When I was a good bit younger, I once followed several of my cousins into a lakeside cave. This ragged, rocky opening had only recently become accessible due to drought, so with all the invincibility of the young, we wriggled and shrugged our way in, entirely blind in the darkness. There came a moment when, having belly-slithered as far as I could fit, my shirt caught on the rocky ceiling and I stuck fast and, in that moment, it was as if I had become suddenly and crushingly aware of each and every ounce and pound and ton of stone and soil above me, of all the annals of geological history stacked up like so many dirty dinner plates and threatening to come crashing down. It was not a rational, logical awareness, but rather the sense of an impending weight from every side at once—a claustrophobia both physical and mental that would take days to shake.

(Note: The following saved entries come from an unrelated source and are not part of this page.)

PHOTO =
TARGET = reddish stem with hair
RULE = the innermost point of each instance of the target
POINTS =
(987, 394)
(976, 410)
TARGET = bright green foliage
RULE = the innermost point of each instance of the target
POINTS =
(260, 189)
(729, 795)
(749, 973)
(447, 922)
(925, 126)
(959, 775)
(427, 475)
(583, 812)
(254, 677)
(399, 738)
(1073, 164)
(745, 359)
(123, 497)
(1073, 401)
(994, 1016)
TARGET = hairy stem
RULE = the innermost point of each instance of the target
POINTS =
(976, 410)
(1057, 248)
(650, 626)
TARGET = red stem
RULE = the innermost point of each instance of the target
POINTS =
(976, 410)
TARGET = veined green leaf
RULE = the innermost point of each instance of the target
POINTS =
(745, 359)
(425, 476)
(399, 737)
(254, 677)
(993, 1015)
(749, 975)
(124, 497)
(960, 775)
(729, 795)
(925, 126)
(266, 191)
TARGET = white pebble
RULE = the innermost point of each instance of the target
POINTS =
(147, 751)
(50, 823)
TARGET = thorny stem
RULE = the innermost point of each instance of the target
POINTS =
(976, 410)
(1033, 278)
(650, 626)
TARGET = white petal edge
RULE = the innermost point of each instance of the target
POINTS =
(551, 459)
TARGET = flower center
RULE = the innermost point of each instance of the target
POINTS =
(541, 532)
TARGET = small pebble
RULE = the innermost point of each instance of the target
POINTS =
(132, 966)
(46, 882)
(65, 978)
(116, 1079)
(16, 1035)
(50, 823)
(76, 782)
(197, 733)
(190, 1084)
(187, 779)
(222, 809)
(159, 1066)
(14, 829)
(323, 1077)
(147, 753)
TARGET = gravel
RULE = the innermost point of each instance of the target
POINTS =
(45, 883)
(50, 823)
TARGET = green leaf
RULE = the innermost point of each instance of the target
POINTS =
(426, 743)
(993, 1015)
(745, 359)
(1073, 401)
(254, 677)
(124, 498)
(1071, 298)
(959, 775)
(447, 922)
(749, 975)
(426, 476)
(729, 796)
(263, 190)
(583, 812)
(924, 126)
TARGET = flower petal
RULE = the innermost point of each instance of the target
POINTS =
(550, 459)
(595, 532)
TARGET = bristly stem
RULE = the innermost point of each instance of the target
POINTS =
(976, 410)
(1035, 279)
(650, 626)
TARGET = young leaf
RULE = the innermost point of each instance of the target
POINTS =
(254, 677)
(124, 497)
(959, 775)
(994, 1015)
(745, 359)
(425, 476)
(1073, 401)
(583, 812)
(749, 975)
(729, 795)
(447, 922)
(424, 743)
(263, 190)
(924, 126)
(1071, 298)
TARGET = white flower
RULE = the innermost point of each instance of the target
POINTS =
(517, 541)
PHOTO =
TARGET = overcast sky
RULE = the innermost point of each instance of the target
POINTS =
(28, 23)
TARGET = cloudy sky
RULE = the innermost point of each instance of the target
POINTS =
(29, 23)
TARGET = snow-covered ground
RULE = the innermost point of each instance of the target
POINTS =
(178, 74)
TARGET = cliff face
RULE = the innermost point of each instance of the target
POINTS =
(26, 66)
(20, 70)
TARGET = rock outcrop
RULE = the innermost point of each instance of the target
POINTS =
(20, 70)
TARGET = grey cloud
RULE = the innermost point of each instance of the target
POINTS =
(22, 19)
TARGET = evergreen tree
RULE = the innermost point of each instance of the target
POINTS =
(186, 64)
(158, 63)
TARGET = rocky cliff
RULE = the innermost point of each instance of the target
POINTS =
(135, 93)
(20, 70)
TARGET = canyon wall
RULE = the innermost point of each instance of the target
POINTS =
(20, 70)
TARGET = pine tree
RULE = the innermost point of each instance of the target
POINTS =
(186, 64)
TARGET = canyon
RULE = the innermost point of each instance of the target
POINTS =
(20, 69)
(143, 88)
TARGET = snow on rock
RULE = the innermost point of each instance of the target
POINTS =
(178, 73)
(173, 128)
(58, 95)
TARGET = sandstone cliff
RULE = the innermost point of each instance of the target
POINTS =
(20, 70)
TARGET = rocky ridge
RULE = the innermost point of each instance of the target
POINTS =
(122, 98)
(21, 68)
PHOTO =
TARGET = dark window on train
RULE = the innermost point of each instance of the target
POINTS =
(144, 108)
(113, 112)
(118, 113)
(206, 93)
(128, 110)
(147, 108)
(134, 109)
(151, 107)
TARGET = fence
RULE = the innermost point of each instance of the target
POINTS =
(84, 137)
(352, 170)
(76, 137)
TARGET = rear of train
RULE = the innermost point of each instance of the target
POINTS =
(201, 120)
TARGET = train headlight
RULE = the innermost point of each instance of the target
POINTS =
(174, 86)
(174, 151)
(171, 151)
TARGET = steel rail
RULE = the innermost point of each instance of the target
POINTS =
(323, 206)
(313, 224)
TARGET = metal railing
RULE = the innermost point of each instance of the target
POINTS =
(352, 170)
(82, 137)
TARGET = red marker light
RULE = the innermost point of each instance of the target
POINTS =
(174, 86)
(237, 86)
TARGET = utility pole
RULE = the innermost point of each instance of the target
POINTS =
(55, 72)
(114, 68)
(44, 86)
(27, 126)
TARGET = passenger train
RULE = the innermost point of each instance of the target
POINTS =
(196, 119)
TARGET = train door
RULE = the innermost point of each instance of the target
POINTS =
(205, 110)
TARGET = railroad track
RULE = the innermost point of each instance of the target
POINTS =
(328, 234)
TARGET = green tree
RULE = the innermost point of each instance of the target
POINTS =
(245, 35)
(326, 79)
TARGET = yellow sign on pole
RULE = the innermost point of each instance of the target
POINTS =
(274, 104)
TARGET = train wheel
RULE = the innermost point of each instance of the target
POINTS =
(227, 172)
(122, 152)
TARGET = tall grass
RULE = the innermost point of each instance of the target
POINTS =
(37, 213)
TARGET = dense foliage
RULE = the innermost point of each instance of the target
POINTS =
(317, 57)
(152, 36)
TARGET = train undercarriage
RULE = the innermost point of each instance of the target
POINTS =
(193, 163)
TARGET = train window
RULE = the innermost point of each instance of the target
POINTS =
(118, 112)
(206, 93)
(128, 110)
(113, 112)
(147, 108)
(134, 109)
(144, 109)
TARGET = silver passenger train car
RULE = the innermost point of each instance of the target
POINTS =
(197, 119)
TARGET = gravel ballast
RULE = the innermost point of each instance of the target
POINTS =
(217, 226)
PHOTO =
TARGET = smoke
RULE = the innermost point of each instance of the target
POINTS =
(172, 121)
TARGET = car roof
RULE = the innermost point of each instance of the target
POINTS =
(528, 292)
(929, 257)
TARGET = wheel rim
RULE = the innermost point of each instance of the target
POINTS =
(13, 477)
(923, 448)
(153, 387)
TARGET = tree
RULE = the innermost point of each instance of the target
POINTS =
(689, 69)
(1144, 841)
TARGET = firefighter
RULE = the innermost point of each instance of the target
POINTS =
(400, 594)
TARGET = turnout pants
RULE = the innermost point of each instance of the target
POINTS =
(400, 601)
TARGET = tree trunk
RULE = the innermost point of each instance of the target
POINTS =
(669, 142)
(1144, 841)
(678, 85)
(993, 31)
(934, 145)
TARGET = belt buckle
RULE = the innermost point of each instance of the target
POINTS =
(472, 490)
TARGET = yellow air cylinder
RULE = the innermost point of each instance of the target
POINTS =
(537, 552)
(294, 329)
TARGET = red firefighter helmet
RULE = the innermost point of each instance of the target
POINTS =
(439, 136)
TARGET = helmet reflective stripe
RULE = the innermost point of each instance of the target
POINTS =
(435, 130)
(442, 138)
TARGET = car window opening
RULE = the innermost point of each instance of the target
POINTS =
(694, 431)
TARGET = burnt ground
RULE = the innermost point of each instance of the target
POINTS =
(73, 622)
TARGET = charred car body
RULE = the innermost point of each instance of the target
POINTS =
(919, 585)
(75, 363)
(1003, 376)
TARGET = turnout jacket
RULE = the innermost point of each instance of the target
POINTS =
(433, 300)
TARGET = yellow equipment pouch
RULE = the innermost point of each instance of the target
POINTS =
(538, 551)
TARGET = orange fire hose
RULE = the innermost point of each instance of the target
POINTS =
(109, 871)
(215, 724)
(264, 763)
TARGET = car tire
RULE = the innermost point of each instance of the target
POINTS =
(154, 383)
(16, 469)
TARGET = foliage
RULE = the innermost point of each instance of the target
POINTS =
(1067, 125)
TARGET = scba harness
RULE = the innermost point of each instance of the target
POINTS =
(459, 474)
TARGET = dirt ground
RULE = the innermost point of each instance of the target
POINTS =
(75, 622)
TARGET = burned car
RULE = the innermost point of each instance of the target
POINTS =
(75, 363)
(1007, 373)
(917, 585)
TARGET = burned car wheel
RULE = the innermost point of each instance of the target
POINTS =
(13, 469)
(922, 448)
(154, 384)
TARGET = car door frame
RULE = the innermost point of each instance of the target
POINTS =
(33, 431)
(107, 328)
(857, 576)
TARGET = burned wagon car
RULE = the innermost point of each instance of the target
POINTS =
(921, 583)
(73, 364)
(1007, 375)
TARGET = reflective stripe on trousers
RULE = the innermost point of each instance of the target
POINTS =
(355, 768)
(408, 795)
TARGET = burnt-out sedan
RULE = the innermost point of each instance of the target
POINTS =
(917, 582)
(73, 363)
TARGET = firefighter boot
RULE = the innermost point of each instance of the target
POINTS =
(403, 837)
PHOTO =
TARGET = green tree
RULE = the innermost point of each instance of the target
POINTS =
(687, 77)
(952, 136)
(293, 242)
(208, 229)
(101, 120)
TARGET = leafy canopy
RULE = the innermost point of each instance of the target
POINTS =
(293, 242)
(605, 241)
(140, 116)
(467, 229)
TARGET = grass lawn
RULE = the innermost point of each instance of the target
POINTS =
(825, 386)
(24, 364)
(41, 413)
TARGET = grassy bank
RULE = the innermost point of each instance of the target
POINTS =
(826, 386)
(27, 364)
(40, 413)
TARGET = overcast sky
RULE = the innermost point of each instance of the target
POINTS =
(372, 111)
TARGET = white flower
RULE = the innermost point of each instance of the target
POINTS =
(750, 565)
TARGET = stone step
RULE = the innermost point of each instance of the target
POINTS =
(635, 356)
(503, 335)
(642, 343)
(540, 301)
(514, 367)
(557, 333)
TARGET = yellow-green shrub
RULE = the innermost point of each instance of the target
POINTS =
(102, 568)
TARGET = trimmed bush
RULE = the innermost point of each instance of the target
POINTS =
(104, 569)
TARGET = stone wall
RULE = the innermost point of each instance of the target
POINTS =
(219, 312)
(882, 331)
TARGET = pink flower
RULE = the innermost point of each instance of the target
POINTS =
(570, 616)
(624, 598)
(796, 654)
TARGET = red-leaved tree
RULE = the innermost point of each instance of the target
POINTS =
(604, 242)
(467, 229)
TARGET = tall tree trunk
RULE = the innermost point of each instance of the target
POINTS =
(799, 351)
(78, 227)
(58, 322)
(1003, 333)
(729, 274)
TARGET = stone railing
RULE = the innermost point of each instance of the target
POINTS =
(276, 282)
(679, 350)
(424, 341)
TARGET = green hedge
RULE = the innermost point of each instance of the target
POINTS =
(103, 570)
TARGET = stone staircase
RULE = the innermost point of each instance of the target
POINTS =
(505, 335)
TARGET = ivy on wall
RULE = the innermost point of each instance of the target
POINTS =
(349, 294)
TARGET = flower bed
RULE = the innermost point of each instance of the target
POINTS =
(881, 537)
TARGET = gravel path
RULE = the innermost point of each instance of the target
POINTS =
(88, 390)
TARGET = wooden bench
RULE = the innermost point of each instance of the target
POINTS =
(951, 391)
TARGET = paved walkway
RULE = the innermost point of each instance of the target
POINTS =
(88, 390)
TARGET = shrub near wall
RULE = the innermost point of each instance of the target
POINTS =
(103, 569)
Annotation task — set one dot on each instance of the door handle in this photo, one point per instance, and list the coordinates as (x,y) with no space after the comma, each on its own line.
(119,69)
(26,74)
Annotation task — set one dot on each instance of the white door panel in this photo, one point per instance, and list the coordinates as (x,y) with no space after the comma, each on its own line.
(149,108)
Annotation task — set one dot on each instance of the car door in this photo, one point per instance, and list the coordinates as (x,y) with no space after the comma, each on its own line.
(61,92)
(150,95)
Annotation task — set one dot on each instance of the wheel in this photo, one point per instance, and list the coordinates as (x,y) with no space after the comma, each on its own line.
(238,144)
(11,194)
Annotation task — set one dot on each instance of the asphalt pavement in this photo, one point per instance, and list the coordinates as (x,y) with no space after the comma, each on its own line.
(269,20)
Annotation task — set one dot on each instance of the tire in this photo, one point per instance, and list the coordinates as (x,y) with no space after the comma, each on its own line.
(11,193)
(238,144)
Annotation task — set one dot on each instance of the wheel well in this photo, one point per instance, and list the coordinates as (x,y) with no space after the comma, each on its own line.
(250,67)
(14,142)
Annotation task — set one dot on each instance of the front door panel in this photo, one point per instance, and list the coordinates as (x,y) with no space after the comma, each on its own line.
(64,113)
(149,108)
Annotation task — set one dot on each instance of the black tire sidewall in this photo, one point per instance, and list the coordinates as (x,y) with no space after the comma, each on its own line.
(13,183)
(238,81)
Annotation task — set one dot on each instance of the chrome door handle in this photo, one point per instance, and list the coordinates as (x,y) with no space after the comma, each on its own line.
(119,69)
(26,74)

Silent Shadows has much the same effect on its reader. From the opening scene, in which Aníbal Coloma is ripped from sleep to flee headlong through the pitch black night with the sounds of chase and struggle hard at his heels, to the conclusion, in which decades-old decisions catch up with Aníbal in a final moment of clarity, the author, Luis Sanz Irles, uses the power of language and the weight of history to capture and enclose his readers right along with his characters. Even in those passages where the action is at a less than frantic pitch, the feeling cannot be shaken that the walls of some invisible room are slowly, imperceptibly, and yet unyieldingly closing in, not unlike those of the cell from Poe’s “The Pit and Pendulum.”
Picking up Aníbal’s story in 1975, as Franco’s regime comes to an end in Spain, Silent Shadows carries the reader around Europe and back and forth through the years, examining what it means to act on zealous beliefs and the effects of those actions, whether immediate or long-delayed. And while the silent shadows of the title are most literally humans, the worst shadows are those in the mind: “Memories, memories… Memory, so insidious, had taken control of his every faculty, expanding to fill his small room, nearly displacing the air itself.”
Originally published in Spanish as Una callada sombra in 2012, Silent Shadows appears in English now thanks to Lisa Carter’s masterful translation. While no novel is easy to translate, the specific role Sanz Irles intended for language to play in the story meant this was an especially difficult one to make sense of in English. More on the translation process can be found in these two articles by the author and translator, respectively. Regardless of a reader’s interest in the fact or act of translation, Silent Shadows is thrilling trip through time, space, and language that won’t soon be forgotten.